The Parsa Wildlife Reserve and the Bara Forest have received scant conservation attention, despite the ability to accommodate the growing tiger population in the adjacent Chitwan National Park. There is strong evidence to suggest that these areas are being used regularly by tigers.
During the first year of this Zoological Society of London project, the focus was on protection in this area using community based antipoaching units whilst monitoring the status of tigers and their prey.
Chitwan National Park and Parsa Wildlife Reserve are fully protected under the National Parks and Wildlife Conservation Act 2029 (1973). When this project started, Bara Forest was heavily exploited, with illegal cattle grazing and human disturbance regularly occurring in core areas of the forest. Tigers in Bara Forest were likely to become an easy target for poachers as the protection measures in place at Chitwan did not extend to this area. However, Bara represents excellent tiger habitat with a good mix of old growth forest and riverine grasslands.

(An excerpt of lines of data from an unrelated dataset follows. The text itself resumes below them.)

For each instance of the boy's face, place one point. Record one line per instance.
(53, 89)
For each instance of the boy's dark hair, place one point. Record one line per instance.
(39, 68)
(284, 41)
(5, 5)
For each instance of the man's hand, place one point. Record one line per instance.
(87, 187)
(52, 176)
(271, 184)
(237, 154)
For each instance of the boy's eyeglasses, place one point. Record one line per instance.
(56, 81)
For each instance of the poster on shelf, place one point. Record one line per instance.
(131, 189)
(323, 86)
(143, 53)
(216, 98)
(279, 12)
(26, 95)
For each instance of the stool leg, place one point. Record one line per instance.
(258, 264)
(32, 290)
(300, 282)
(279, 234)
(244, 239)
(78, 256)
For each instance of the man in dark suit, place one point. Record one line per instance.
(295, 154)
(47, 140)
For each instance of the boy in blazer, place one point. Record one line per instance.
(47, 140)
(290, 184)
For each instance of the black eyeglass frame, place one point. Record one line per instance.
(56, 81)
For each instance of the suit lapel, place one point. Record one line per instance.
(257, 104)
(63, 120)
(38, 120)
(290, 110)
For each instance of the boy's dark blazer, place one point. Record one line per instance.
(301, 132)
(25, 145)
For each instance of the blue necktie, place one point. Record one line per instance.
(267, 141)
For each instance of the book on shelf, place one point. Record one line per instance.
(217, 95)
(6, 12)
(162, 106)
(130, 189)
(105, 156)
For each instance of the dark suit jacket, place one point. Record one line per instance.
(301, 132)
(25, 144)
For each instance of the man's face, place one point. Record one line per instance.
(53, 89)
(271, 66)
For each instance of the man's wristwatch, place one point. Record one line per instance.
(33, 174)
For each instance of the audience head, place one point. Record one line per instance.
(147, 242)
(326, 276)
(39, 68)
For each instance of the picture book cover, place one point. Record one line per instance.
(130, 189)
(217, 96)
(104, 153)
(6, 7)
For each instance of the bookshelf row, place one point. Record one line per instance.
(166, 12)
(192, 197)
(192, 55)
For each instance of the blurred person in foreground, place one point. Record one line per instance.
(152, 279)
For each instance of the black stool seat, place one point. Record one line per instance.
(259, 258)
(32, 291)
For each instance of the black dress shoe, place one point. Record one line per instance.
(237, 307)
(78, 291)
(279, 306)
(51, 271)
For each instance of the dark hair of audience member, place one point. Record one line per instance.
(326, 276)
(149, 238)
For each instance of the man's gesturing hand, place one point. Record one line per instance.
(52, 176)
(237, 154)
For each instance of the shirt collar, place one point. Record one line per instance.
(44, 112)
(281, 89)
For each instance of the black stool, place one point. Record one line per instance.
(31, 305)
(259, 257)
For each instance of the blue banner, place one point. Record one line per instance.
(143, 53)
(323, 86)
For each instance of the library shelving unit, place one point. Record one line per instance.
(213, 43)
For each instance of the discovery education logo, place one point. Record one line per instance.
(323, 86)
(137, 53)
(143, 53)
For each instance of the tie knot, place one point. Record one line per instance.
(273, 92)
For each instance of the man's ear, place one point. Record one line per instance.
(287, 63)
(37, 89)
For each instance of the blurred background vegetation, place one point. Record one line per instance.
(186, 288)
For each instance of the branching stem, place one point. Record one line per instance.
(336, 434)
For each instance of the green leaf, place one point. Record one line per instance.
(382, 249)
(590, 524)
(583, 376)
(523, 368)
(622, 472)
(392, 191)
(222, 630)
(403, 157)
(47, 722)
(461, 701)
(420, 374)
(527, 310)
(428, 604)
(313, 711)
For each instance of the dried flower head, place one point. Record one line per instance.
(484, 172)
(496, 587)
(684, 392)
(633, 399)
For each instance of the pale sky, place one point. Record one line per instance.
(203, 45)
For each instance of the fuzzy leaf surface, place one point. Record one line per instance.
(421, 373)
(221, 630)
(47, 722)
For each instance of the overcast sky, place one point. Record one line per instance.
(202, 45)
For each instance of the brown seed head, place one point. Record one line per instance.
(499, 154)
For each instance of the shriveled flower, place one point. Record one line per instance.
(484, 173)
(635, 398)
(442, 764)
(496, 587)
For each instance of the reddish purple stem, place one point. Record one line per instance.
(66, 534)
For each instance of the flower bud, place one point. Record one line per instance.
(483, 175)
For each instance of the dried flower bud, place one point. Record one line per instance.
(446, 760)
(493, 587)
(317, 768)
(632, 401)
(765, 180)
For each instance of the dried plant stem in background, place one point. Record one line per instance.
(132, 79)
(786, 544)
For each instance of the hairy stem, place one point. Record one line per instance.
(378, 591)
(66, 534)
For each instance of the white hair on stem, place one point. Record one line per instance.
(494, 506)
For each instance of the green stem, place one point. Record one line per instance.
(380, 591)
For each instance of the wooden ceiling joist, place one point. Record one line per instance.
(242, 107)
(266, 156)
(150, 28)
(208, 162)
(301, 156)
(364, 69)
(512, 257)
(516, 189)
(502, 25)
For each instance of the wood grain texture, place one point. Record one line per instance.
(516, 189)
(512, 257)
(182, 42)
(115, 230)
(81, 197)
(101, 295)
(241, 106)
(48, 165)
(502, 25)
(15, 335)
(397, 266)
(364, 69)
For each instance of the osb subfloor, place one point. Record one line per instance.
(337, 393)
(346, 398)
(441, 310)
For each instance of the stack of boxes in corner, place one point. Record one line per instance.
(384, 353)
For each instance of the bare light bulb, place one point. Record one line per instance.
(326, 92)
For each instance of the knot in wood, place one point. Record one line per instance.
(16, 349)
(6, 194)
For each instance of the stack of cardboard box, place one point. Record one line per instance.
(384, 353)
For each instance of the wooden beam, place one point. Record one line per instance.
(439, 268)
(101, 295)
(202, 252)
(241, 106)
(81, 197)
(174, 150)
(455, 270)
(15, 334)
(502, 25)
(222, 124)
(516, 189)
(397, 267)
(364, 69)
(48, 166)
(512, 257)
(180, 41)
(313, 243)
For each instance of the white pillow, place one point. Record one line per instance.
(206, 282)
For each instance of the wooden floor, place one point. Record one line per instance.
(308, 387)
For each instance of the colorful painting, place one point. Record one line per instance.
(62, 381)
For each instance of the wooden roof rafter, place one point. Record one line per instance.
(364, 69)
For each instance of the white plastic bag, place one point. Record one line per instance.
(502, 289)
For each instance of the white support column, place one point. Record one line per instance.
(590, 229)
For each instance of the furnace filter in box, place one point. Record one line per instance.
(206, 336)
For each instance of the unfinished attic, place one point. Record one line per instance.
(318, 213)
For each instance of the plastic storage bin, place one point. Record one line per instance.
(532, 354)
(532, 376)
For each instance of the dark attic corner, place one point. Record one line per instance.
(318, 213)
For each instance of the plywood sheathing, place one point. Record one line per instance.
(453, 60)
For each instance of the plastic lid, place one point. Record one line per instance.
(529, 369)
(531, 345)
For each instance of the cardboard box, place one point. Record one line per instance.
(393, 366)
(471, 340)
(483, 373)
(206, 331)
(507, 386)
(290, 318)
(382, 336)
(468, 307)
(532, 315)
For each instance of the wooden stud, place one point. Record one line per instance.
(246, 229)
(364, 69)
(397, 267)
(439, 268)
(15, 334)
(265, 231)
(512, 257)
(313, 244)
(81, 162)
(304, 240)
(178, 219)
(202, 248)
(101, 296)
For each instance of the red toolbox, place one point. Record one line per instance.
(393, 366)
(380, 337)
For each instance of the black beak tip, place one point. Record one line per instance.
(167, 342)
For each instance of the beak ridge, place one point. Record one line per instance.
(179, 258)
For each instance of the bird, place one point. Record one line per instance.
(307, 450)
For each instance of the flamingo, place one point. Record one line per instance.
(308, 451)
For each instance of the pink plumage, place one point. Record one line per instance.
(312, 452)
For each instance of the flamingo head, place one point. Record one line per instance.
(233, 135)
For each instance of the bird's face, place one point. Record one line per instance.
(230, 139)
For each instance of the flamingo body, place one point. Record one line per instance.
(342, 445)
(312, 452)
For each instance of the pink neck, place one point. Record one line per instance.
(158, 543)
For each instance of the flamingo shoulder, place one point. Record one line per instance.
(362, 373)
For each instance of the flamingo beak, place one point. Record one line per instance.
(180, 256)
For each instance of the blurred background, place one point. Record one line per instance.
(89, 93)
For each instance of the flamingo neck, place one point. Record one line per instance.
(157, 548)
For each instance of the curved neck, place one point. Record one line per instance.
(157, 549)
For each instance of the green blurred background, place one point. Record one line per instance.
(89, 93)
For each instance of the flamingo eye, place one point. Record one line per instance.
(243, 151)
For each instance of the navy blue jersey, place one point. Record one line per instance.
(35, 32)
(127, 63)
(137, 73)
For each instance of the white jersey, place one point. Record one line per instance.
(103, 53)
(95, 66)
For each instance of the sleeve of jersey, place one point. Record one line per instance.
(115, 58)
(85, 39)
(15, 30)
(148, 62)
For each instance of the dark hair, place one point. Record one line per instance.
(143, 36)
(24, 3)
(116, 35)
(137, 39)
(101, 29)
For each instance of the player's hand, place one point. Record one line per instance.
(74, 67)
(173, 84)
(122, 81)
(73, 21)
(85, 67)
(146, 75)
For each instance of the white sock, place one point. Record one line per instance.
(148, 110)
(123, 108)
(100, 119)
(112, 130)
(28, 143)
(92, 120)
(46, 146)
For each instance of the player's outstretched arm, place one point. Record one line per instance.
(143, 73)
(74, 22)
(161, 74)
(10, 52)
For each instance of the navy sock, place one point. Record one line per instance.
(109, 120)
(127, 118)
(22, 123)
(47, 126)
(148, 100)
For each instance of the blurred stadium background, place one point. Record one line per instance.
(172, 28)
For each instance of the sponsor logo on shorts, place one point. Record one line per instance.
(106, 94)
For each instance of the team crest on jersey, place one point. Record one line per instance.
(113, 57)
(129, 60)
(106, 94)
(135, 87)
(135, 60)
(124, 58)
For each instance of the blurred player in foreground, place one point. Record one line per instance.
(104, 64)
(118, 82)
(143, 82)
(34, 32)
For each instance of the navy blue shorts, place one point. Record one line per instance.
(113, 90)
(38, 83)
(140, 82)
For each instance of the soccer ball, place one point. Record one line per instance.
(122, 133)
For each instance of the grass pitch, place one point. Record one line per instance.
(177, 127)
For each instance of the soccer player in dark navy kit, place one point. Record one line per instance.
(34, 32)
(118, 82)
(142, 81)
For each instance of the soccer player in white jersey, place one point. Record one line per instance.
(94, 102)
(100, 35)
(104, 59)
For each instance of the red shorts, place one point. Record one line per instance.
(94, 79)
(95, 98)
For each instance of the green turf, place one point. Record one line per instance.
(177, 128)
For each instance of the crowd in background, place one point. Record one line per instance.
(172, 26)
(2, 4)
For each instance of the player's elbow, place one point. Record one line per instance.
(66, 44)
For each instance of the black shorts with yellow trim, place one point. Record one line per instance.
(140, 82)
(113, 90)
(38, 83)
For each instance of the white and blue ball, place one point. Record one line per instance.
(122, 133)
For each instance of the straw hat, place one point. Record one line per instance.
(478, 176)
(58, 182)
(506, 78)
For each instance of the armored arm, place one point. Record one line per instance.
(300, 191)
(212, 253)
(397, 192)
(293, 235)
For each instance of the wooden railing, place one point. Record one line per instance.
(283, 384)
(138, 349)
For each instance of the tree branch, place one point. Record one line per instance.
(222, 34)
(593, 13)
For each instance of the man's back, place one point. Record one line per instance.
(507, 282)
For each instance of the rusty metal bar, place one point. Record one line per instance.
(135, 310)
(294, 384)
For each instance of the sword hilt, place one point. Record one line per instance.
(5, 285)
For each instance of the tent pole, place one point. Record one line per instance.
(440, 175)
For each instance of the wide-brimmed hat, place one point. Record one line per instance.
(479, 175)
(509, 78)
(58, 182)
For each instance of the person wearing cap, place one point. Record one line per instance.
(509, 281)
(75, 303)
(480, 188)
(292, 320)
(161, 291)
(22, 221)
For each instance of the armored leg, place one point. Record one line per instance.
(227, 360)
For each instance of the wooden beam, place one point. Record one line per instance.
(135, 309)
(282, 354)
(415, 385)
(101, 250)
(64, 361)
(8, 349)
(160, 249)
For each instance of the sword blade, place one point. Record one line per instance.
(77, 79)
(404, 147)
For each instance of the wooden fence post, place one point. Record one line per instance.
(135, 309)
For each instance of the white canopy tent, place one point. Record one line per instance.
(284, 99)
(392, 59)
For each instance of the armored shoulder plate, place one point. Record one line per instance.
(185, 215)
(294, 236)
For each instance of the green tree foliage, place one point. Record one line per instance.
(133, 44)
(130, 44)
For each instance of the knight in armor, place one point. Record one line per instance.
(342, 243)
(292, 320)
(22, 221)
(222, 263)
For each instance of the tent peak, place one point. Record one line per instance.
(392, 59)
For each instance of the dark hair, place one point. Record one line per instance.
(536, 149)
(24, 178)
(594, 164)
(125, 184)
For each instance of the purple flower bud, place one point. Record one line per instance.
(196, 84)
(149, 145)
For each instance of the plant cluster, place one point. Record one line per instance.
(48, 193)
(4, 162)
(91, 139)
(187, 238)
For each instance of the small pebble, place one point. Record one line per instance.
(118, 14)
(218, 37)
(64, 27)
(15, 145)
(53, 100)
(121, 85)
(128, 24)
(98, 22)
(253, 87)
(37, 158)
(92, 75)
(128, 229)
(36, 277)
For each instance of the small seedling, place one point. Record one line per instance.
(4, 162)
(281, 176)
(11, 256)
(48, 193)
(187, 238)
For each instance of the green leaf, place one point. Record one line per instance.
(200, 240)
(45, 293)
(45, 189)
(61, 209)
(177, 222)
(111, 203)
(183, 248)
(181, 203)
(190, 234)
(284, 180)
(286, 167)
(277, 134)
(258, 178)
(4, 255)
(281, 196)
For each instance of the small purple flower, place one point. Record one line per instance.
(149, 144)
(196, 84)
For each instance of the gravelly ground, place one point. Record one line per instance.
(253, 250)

Connectivity between these areas remains good so far, and with proper management Parsa-Bara could support an additional 30-40 tigers.
Since the beginning of this project, 127 km2 of the Bara forest has been brought under the same protective legislation as Parsa and Chitwan. This means that the same level of protection will now be given to this area.
In the second year of this project, the focus is on training and equipping 30 rangers in the use of SMART patrolling technology for three newly built guard posts.
Camera trap and line transect surveys of prey and tigers first carried out in 2016 will be repeated to assess the population status.
Progress has been made towards the establishment of Community Based Anti-poaching Units (CBAPUs) in Bara-Parsa Complex. These CBAPUs will comprise 13 community level anti-poaching units. In the wake of recent earthquake in Nepal, there was a delay in starting the project but teams have been identified and training is now scheduled.
127km2 of the Bara forest has been gazetted into the Parsa Wildlife Reserve. 13 CBAPUs are trained in patrolling techniques and SMART data collection and have been provided with equipment and supplies with which to patrol PWR and the Bara forest.
Since September 2016, patrol teams have covered 8,920km inside the core of PWR including the extended area. 82 army personnel stationed in Parsa have been trained in SMART monitoring techniques.